A partir do exercício memorial do personagem Pedro, o escritor Jeferson Tenório traça uma arqueologia da construção da estrutura racista no Brasil que nos leva ao fim da escravidão e à primeira etapa pós-colonial do país. Dessa maneira, a partir das histórias do pai e da mãe do personagem central, nos é apresentada a formação geográfica, de classe e, consequentemente, racial das cidades de Porto Alegre, Florianópolis e Rio de Janeiro. Organização social que segue intocada até hoje.
O processo de desumanização
No contexto geral de "O Avesso da Pele", a questão sexual é quase insignificante, visto que o foco do livro é apresentar como o racismo estruturado desumaniza, de forma gradual e violenta, as pessoas negras do país. Daí que Jeferson Tenório mostra, de maneira didática, os processos de tal política que insiste em expulsar as pessoas negras da esfera da cidadania.
A partir das memórias de Pedro, acompanhamos as batalhas de Henrique (pai) e Martha (mãe), que aqui podem ser lidas como alegorias sobre o cotidiano de pessoas negras no Brasil, que passam a entender ao longo de suas respectivas existências que o espaço público não é para eles. Os seus corpos estão sempre na expectativa de que serão expulsos.
Em determinado momento da obra, Jeferson Tenório faz uma lista, uma espécie de relatório de todos os enquadros policiais que o pai de Pedro recebeu ao longo da vida, mesmo quando homem adulto e professor (como o próprio personagem reflete), o seu corpo nunca deixou de ser suspeito. Uma realidade que persiste no Brasil.
A violência colonial
A estrutura narrativa de Jeferson Tenório para tratar, a partir do relato geracional, da violência contra as pessoas negras no Brasil e suas consequências psíquicas, nos faz lembrar do livro "O Alegre Canto da Perdiz", da escritora moçambicana Paulina Chiziane.
Em "O Alegre Canto da Perdiz", Chiziane conta a história de três gerações de mulheres (mãe, filha e neta) para tratar da violência colonial e suas perturbações psíquicas vivenciadas pelas personagens.

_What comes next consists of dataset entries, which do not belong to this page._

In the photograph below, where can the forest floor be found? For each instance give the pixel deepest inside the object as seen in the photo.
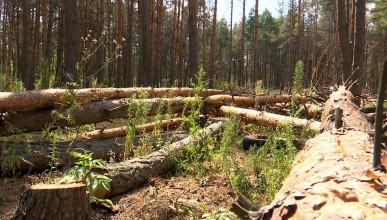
(171, 196)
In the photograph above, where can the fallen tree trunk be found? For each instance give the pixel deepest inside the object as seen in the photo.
(94, 112)
(58, 97)
(121, 131)
(270, 119)
(216, 101)
(85, 114)
(331, 177)
(129, 174)
(35, 155)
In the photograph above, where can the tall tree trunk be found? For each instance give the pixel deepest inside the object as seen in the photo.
(120, 77)
(242, 72)
(72, 49)
(158, 44)
(174, 41)
(193, 38)
(256, 61)
(231, 50)
(144, 23)
(359, 47)
(36, 48)
(300, 31)
(28, 77)
(211, 76)
(345, 46)
(129, 68)
(181, 71)
(59, 78)
(101, 49)
(291, 42)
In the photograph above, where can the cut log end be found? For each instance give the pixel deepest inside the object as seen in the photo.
(54, 201)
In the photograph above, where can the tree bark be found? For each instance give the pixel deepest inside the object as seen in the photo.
(72, 49)
(212, 72)
(34, 155)
(270, 119)
(88, 113)
(56, 97)
(331, 177)
(27, 73)
(129, 174)
(193, 38)
(68, 201)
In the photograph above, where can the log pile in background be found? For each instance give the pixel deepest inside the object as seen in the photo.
(332, 176)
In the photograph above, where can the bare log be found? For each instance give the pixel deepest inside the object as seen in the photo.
(129, 174)
(332, 176)
(54, 201)
(58, 97)
(121, 131)
(270, 119)
(34, 155)
(87, 113)
(243, 101)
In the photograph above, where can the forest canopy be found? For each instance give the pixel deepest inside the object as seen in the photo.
(52, 43)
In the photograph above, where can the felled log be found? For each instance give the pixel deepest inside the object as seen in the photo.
(57, 97)
(129, 174)
(87, 113)
(332, 176)
(270, 119)
(34, 155)
(243, 101)
(121, 131)
(54, 201)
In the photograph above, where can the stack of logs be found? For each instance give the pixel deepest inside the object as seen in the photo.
(35, 110)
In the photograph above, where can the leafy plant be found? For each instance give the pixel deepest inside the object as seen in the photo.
(83, 171)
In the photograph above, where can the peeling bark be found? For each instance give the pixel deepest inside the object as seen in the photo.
(332, 176)
(129, 174)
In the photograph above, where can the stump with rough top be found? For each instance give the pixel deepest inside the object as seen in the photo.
(54, 201)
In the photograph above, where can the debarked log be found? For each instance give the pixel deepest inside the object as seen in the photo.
(37, 155)
(121, 131)
(245, 101)
(58, 97)
(88, 113)
(270, 119)
(332, 177)
(129, 174)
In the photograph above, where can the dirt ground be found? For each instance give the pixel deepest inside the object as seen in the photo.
(167, 197)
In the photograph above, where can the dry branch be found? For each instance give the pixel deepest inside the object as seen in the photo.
(331, 177)
(34, 155)
(270, 119)
(121, 131)
(130, 174)
(243, 101)
(58, 97)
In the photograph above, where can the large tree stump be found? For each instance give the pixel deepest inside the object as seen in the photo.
(54, 201)
(332, 177)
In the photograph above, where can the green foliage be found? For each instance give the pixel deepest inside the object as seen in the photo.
(297, 86)
(83, 171)
(193, 159)
(272, 162)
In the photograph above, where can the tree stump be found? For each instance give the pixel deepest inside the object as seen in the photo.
(54, 201)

Tenório e Chiziane, com isso, nos apresentam obras potentes e, por causa disso, muitas vezes dolorosas, sobre como a violência racista estruturada no período colonial permanece na contemporaneidade e ganha materialização com as forças militares. Eis aqui o problema para aqueles que hoje perseguem e censuram o livro "O Avesso da Pele".
Como apontado no início deste texto, o argumento de que o livro “O Avesso da Pele” tenha “cunho sexual” não passa de cortina de fumaça para esconder o real motivo que leva políticos conservadores a censurarem a obra: a violência policial contra as pessoas negras.
A obra de Jeferson Tenório é em sua maior parte profundamente poética e emocionante, mas quando necessário, profundamente dura no que diz respeito ao desnudar a política de segurança pública executada no Brasil, que persegue e mata, em sua maioria, o corpo de pessoas negras. É por este motivo que governadores e outros agentes da direita querem censurar o livro “O Avesso da Pele”.